The Quilted Multiverse, Jill Munro
Fair Acre Press, 2016 £4.99
Stitching a collection
The poem from which this pamphlet takes its title—‘The Quilted Multiverse of Gardens’—offers the image of a ‘patchwork quilt / of urban Edens’: backgardens spotted from a train carriage. This poem ends memorably with its ‘floral-aproned grandma’ bouncing on ‘a huge brilliant blue trampoline’. The ‘quilt’ leading up to that has been stitched from various urban textures: among others, creosote, barbed wire, laurel bush, red stock bricks, a ‘holey tennis net’.
The facing poem is shaped on the page like ‘The Red Scarf’ of its title:
my scarf
bright green
yours was red
I did as
You said
every year
I did as
You said
I’m intrigued by those capital ‘Y’s —maybe, among other things, they depict the red scarf looped ‘onto this branch’?
‘Hooked’ begins
It’s not a crook I use
to hook the perfect man
It seems to me it could almost serve as an outline for this poetic process:
… choices
to be made in the witchery
of turning a single, thin
spun yarn to whatever
purpose I may choose:
squared shawl for a granny
soft cover for a baby
beanie for a boy-next-door…
The colourful collection wends its way through various scenarios, characters and fabrics. ‘We’re pinnied’ at the start of ‘The Mix’, served by a ‘green-striped girl’ in ‘Checkout’, watch as ‘Rose Grows Old’, reaching for ‘a tarnished hipflask’ from an ‘inner pocket in her wool’.

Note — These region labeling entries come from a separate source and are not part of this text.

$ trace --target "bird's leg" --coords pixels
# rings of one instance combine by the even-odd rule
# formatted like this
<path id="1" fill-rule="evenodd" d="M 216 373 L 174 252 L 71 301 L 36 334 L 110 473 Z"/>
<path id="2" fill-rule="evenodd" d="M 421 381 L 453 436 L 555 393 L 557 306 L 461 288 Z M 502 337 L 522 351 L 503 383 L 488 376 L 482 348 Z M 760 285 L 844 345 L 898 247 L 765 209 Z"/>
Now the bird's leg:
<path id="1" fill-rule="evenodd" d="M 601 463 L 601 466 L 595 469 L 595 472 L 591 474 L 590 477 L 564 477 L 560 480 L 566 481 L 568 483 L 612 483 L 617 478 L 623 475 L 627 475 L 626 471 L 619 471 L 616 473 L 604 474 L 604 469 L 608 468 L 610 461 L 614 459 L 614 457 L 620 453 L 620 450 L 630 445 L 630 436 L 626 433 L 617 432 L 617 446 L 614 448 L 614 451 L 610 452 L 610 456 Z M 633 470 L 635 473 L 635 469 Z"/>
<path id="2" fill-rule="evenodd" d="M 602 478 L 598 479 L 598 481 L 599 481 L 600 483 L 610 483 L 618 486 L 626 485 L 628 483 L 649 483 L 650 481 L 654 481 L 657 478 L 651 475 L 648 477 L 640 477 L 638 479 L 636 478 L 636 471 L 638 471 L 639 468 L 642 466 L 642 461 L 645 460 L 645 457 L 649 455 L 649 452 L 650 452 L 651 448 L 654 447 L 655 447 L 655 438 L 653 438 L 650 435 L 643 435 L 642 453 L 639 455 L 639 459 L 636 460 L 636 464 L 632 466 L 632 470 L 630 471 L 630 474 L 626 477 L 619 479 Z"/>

Alice trips through Wonderland in ‘Girl in a Bright Blue Dress’, and ‘croquets her footsteps’. And movingly a lost sister is recalled, in ‘Linda’s Bedroom’: her floor ‘strewn with Simplicity patterns // for minis and hot-pants; velvet, crimping shears, / hooks & eyes.’
It seems striking, then, that the whole patchwork should end as it does—without a single stitch—in ‘Down Hill Road’. Here, having shed her winter coats, ‘Eileen’ wheels ‘her plaid shopping trolley / chilled, stark naked, down Hill Road.’